Selama masa pemerintahannya, Jokowi dikenal gigih mendorong pembangunan infrastruktur. Jalan tol, bandara, pelabuhan, dan rel kereta dibangun dalam skala besar dan cepat. Ia memperkenalkan pendekatan “Indonesia Sentris”, menggeser fokus pembangunan dari Jawa menuju wilayah Indonesia timur.
Banyak pihak memuji keberaniannya dalam mengeksekusi proyek-proyek tersebut, meski tidak sedikit pula yang mempertanyakan keberlanjutan dan dampaknya terhadap utang negara.
Namun, di balik gemerlap beton dan pembangunan fisik, suara-suara kritis terus bermunculan. Jokowi dinilai abai terhadap demokrasi substantif.
Di bawah pemerintahannya, lahir sejumlah regulasi kontroversial seperti Omnibus Law dan revisi UU KPK yang dinilai melemahkan pemberantasan korupsi. Demonstrasi mahasiswa, kritik akademisi, serta protes masyarakat sipil menjadi penanda bahwa pembangunan ekonomi saja tak cukup menenangkan kegelisahan publik.

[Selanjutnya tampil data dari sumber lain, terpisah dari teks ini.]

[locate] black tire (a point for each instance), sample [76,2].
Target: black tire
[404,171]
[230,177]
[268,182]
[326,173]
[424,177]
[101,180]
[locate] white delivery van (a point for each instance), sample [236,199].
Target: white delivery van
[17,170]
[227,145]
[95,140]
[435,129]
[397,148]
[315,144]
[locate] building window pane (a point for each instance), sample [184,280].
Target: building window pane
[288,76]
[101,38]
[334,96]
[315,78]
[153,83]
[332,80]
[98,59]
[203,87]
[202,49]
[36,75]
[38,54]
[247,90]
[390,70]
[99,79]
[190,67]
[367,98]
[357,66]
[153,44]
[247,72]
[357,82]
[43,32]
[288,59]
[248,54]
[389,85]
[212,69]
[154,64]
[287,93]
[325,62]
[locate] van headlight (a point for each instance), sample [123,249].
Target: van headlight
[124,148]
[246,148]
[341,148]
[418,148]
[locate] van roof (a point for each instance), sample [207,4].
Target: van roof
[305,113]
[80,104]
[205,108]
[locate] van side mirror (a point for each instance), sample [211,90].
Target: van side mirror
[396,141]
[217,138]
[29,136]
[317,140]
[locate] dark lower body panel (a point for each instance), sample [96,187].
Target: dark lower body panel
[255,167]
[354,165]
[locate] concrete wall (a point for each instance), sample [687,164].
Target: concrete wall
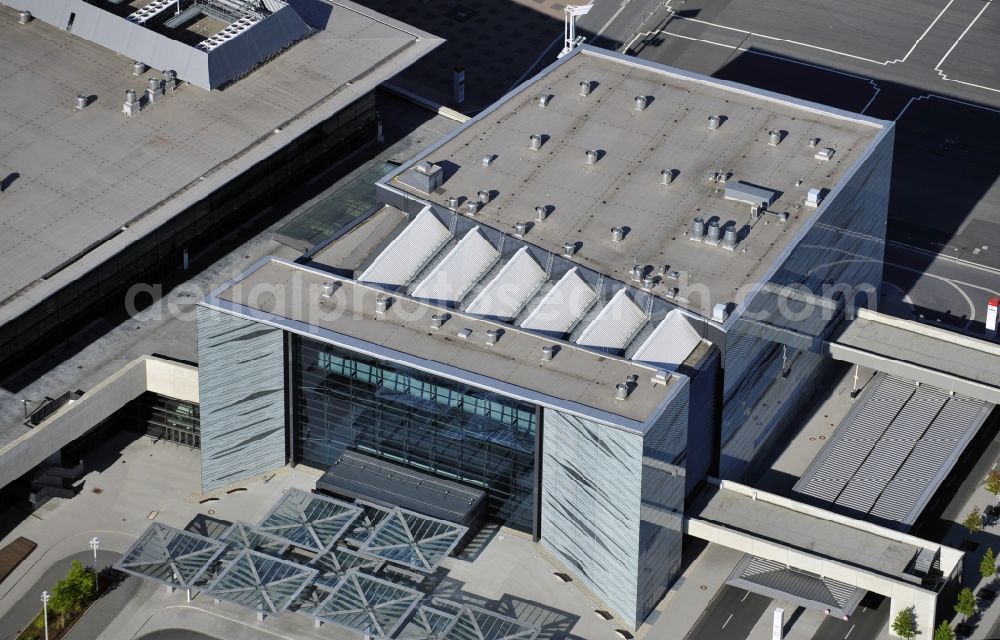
[164,377]
[241,382]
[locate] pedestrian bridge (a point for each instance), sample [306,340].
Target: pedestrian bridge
[906,569]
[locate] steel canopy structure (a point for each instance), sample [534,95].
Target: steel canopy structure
[173,557]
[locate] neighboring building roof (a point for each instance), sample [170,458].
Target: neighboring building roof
[208,43]
[576,379]
[90,182]
[893,450]
[624,187]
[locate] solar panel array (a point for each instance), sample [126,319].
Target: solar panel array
[893,450]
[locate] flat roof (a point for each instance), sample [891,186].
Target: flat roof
[624,187]
[576,379]
[825,538]
[84,184]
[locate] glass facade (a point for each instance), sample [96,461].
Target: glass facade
[344,400]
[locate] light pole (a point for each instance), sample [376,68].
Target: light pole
[45,612]
[95,543]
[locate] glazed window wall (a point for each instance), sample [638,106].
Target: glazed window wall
[155,257]
[345,400]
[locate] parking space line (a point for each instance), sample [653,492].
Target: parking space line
[817,47]
[937,67]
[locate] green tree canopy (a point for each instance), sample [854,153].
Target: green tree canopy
[974,521]
[944,631]
[992,483]
[966,604]
[988,565]
[905,624]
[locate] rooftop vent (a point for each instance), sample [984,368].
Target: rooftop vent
[814,197]
[438,319]
[425,177]
[714,235]
[720,312]
[132,104]
[154,90]
[730,238]
[697,232]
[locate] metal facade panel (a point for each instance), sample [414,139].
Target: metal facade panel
[591,493]
[241,385]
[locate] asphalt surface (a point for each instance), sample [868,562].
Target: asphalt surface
[24,610]
[730,616]
[865,624]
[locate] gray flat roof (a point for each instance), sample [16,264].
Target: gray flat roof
[623,188]
[821,537]
[929,347]
[92,181]
[576,379]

Isu nepotisme pun mencuat menjelang akhir masa jabatannya. Penunjukan putranya, Gibran Rakabuming Raka, sebagai calon wakil presiden mendampingi Prabowo Subianto pada Pilpres 2024, menimbulkan kesan bahwa Jokowi sedang membangun dinasti politik. Hal ini kontras dengan citra awalnya yang anti-kekuasaan dan bersih dari kepentingan keluarga.
Tak berhenti di situ, Jokowi juga diselimuti kontroversi yang belum sepenuhnya reda, diantaranya dugaan penggunaan ijazah palsu. Meski pihak kampus, KPU, dan pemerintah sudah menyatakan keabsahannya, sejumlah pihak masih terus mempertanyakan kejelasan dokumen akademik Jokowi dari Universitas Gadjah Mada.

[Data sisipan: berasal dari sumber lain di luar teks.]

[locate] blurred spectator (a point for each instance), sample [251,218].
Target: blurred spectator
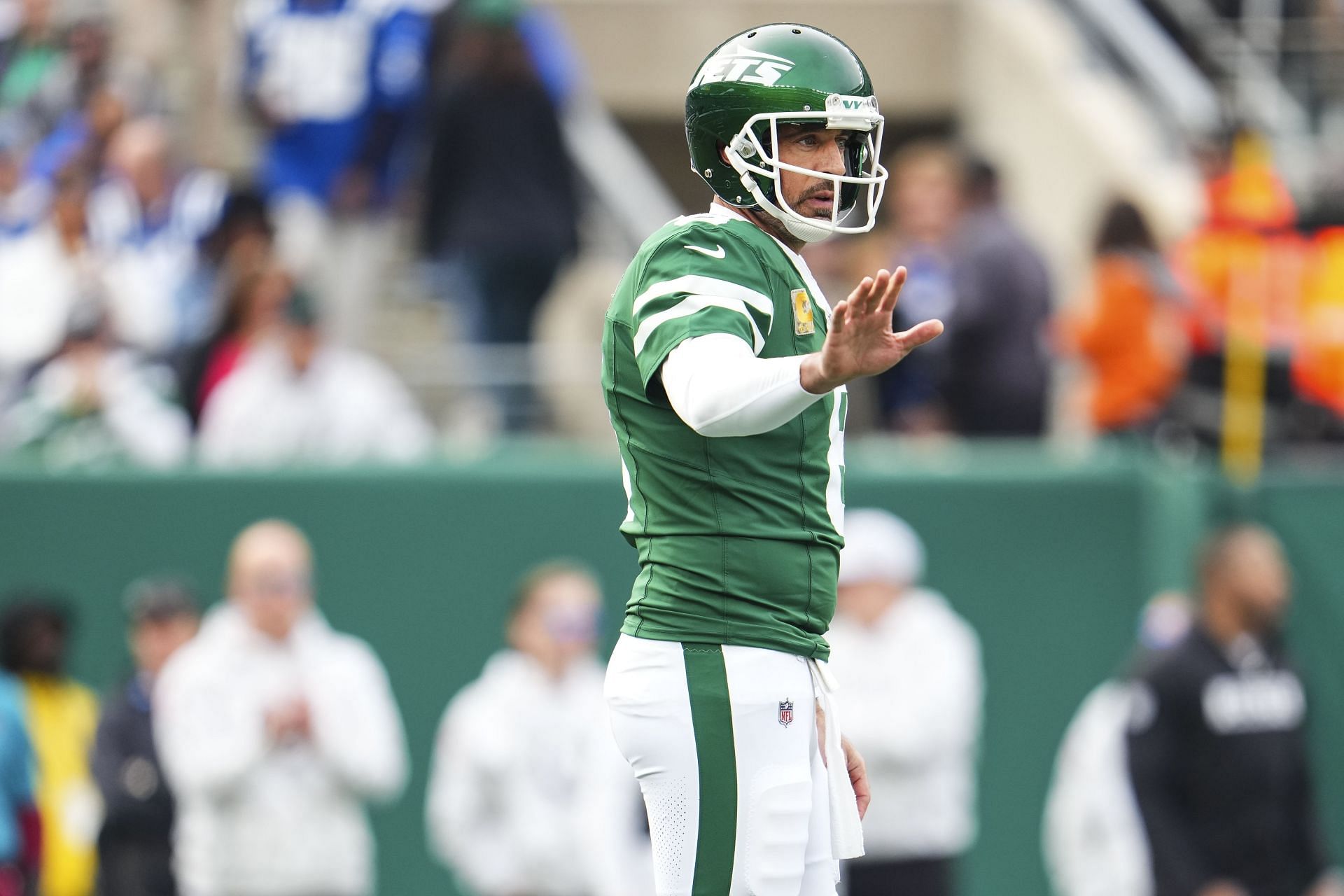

Isu ini menggelinding di ranah publik tanpa pernah benar-benar dibungkam, menjadi simbol bahwa keterbukaan dan transparansi masih menjadi pekerjaan rumah dalam kepemimpinan nasional.
Kini, setelah masa jabatannya berakhir secara formal, Jokowi tetap menjadi aktor penting dalam peta kekuasaan Indonesia. Pertanyaannya: apakah ia akan tampil sebagai negarawan yang memberi teladan dengan mundur dari panggung politik, atau justru menjadi kingmaker yang memainkan kekuasaan dari balik tirai?
Jokowi adalah sosok yang paradoksal. Ia dicintai karena kesederhanaannya, tetapi juga dikritik karena komprominya. Ia diangkat karena dianggap jujur dan bersih, namun dibayangi isu-isu yang mengaburkan integritasnya. Warisan sejarahnya tidak hanya akan ditentukan oleh jalan tol yang ia bangun, tetapi juga oleh arah moral dan politik yang ia pilih setelah tak lagi duduk di kursi presiden.
Di persimpangan cinta dan kritik rakyat, nama Jokowi akan terus hidup. Entah sebagai simbol harapan yang pernah membumi, atau sebagai pelajaran bahwa kekuasaan tetap menggoda siapa pun yang pernah merasakannya.